Pouvoir payer facilement est une exigence fondamentale pour éliminer les frictions de notre processus d’achat en ligne contemporain et pour promouvoir la conversion. Il supprime en toute sécurité la frustration du client. Cela concerne le stockage des données de paiement.   Le stockage des données de paiement est appelé « tokénisation ». Il n’y a pas de bon mot néerlandais pour cela, mais c’est bien expliqué ici (bien qu’en anglais): https://youtu.be/Z77twyRQ5mY La tokenisation est principalement utilisée pour les abonnements où un montant est débité mensuellement. De plus en plus souvent, le vendeur recherche des possibilités pour limiter les frictions lors du processus de paiement, même avec des achats en ligne ordinaires. Et de plus en plus, le processus de paiement se déroulera en arrière-plan sans affecter l’expérience client. Voir aussi cet article sur Frankwatching sur le « Contextual Commerce » qui décrit ce phénomène en détail : https://www.frankwatching.com/archive/2019/06/21/contextual-commerce/ La tokenisation passe par les étapes suivantes pour les paiements en ligne ou mobiles :
  1. Les clients entrent leur nom et les détails de leur carte de crédit.
  2. Un jeton de paiement est demandé au prestataire de paiement.
  3. La demande de jeton est partagée avec la banque où la carte a été émise.
  4. Après approbation, le numéro de compte personnel (PAN) est remplacé par un « token ».
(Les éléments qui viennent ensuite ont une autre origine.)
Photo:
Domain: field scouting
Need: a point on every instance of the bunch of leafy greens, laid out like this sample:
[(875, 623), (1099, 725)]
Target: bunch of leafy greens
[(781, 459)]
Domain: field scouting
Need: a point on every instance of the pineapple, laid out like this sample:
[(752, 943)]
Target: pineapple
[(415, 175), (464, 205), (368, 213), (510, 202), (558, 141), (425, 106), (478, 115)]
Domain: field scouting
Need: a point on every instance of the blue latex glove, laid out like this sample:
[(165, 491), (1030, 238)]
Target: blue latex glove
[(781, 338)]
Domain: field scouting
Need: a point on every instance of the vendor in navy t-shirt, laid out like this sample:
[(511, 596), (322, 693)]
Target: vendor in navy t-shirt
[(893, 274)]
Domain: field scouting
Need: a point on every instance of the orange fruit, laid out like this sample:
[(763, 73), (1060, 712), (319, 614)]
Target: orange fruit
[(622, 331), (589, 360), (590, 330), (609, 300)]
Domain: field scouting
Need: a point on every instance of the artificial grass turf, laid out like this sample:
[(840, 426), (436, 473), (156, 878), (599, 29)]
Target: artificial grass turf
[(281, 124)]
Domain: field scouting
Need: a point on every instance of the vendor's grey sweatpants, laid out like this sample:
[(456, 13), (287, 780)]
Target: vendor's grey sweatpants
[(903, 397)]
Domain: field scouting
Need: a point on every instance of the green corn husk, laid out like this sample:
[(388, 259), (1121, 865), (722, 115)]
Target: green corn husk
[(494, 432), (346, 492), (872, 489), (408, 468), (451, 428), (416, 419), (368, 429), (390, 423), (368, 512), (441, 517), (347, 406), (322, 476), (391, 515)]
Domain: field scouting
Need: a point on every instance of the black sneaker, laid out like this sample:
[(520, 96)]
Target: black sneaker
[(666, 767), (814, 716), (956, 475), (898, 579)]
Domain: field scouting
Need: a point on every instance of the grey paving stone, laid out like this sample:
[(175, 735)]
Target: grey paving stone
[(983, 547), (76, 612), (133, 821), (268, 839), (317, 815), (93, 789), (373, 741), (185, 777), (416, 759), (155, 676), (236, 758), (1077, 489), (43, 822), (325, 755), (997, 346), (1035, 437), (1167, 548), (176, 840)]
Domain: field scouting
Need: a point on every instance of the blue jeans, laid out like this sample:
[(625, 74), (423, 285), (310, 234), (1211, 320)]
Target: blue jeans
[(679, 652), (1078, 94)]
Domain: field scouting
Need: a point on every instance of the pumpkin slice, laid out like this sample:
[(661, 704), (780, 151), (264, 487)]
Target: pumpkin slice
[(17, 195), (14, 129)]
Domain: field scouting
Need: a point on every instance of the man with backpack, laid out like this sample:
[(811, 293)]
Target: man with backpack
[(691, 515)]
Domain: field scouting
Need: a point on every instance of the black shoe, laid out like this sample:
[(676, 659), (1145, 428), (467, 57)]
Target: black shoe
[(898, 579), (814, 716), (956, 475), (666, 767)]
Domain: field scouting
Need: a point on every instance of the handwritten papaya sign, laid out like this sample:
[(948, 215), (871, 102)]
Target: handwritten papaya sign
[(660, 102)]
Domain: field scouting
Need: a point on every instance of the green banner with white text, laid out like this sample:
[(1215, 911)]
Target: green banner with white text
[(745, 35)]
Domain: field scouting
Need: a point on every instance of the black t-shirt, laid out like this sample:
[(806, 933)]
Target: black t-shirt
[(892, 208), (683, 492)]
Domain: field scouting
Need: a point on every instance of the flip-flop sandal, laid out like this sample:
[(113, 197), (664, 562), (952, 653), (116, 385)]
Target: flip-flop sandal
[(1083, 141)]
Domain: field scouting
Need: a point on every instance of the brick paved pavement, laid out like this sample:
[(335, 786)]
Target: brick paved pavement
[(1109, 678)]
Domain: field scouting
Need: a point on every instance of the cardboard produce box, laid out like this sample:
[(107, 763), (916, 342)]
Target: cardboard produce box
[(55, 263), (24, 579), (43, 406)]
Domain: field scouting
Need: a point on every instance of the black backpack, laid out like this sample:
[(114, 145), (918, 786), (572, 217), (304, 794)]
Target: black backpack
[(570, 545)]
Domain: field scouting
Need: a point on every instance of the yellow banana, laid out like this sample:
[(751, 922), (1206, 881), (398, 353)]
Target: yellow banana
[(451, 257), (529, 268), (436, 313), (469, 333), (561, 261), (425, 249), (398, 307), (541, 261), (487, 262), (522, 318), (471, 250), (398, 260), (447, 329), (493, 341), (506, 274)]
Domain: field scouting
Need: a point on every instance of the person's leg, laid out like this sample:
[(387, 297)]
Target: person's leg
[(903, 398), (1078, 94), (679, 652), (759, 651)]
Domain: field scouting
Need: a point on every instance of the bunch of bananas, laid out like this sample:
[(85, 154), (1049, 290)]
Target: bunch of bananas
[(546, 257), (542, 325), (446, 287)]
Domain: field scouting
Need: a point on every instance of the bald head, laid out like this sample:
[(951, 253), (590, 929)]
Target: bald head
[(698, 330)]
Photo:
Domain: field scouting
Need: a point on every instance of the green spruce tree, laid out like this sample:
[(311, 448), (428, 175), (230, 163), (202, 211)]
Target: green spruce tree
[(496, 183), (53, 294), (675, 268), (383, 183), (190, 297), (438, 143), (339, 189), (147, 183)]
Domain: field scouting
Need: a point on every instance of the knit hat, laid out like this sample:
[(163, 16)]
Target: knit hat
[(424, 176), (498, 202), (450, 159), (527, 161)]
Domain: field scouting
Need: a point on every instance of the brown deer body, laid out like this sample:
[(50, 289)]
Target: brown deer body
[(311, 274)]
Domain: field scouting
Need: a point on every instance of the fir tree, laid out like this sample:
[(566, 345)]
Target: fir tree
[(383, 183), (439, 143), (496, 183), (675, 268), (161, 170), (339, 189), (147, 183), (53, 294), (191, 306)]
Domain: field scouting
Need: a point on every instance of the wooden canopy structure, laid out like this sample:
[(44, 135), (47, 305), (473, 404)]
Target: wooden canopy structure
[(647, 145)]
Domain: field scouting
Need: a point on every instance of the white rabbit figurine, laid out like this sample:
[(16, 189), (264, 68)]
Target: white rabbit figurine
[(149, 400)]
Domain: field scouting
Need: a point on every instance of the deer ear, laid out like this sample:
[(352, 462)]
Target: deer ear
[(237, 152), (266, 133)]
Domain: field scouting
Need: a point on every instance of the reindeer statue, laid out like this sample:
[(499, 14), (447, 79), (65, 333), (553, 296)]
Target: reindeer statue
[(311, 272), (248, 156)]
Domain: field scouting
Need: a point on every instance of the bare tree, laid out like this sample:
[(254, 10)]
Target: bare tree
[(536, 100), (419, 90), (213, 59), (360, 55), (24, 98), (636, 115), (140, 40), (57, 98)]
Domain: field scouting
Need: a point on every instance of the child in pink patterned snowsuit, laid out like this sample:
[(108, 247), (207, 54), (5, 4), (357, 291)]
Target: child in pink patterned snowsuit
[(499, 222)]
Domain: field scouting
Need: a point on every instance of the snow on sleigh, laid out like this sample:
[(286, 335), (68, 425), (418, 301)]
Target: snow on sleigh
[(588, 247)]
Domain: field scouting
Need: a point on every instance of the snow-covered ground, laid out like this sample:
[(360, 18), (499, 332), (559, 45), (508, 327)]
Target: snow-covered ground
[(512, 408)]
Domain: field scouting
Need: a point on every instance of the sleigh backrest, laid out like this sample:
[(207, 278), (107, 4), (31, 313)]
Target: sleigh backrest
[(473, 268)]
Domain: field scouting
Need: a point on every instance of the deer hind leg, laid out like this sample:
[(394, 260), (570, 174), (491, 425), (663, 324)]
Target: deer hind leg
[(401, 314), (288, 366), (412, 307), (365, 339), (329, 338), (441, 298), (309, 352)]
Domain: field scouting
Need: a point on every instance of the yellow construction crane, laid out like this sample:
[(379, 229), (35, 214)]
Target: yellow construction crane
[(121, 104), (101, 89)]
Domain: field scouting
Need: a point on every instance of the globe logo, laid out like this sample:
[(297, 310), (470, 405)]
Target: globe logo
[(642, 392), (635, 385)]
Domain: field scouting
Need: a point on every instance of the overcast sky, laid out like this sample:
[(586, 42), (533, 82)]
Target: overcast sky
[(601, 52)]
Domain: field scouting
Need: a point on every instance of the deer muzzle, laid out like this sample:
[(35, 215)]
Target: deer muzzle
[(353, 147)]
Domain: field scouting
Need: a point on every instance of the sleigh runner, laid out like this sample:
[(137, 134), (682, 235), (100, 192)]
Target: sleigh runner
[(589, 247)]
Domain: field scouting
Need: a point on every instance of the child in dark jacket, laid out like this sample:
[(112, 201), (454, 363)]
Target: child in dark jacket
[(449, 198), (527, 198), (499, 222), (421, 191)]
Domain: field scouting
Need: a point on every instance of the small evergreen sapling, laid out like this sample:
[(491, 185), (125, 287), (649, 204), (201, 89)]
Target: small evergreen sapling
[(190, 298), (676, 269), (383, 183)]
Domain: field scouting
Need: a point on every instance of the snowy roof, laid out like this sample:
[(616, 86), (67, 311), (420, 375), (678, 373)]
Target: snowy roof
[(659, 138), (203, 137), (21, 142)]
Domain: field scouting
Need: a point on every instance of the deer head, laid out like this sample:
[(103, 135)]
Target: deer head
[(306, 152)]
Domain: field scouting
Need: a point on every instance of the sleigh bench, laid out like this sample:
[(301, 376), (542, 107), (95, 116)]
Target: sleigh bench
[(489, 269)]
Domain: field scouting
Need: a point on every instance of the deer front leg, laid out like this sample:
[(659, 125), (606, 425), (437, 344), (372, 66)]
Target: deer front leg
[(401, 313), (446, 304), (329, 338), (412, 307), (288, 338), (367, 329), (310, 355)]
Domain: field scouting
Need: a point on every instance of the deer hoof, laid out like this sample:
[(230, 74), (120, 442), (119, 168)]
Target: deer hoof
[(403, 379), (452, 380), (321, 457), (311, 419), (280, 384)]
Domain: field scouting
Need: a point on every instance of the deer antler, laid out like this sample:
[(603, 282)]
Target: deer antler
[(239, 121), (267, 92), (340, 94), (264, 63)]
  5. Le jeton est ensuite utilisé pour finaliser l’achat.
 

La tokenisation n’est pas le chiffrement

La tokenisation ne repose pas sur le chiffrement pour protéger les données. Au lieu de sécuriser les informations via un algorithme, comme pour le chiffrement, la tokenisation remplace les données sensibles 1 contre 1 par des données arbitraires. Les informations d’origine ne sont pas dans le jeton et, par conséquent, le jeton ne peut pas être converti en données réelles. C’est juste un espace réservé. Les informations de paiement sensibles sont entièrement stockées dans un emplacement différent, tel qu’un centre de données sécurisé. Cela signifie que les données clients sensibles ne se trouvent à aucun moment dans l’environnement du vendeur/commerçant, avec l’avantage : aucune responsabilité supplémentaire pour la conformité PCI. Donc, si un pirate parvient à s’introduire par effraction et à voler des jetons, il n’a rien volé de valeur. Les jetons ne peuvent pas être utilisés à des fins frauduleuses. De plus, indépendamment de la plate-forme ou du logiciel sécurisé, les jetons ne peuvent pas être réinitialisés à leur valeur d’origine en cassant un algorithme. Un exemple de cryptage est la puce EMV (Europay-MasterCard-Visa), qui se trouve dans votre carte de débit ou de crédit, et qui a remplacé la bande magnétique au dos de la carte de paiement il y a des années. Les fournisseurs de services de paiement ont tous leur propre approche de la tokenisation et, techniquement, il existe souvent des différences. Ces différences peuvent avoir un impact sur le nombre de transactions réussies et donc sur la conversion. Demandez toujours au prestataire de services de paiement les bases techniques de cette fonctionnalité.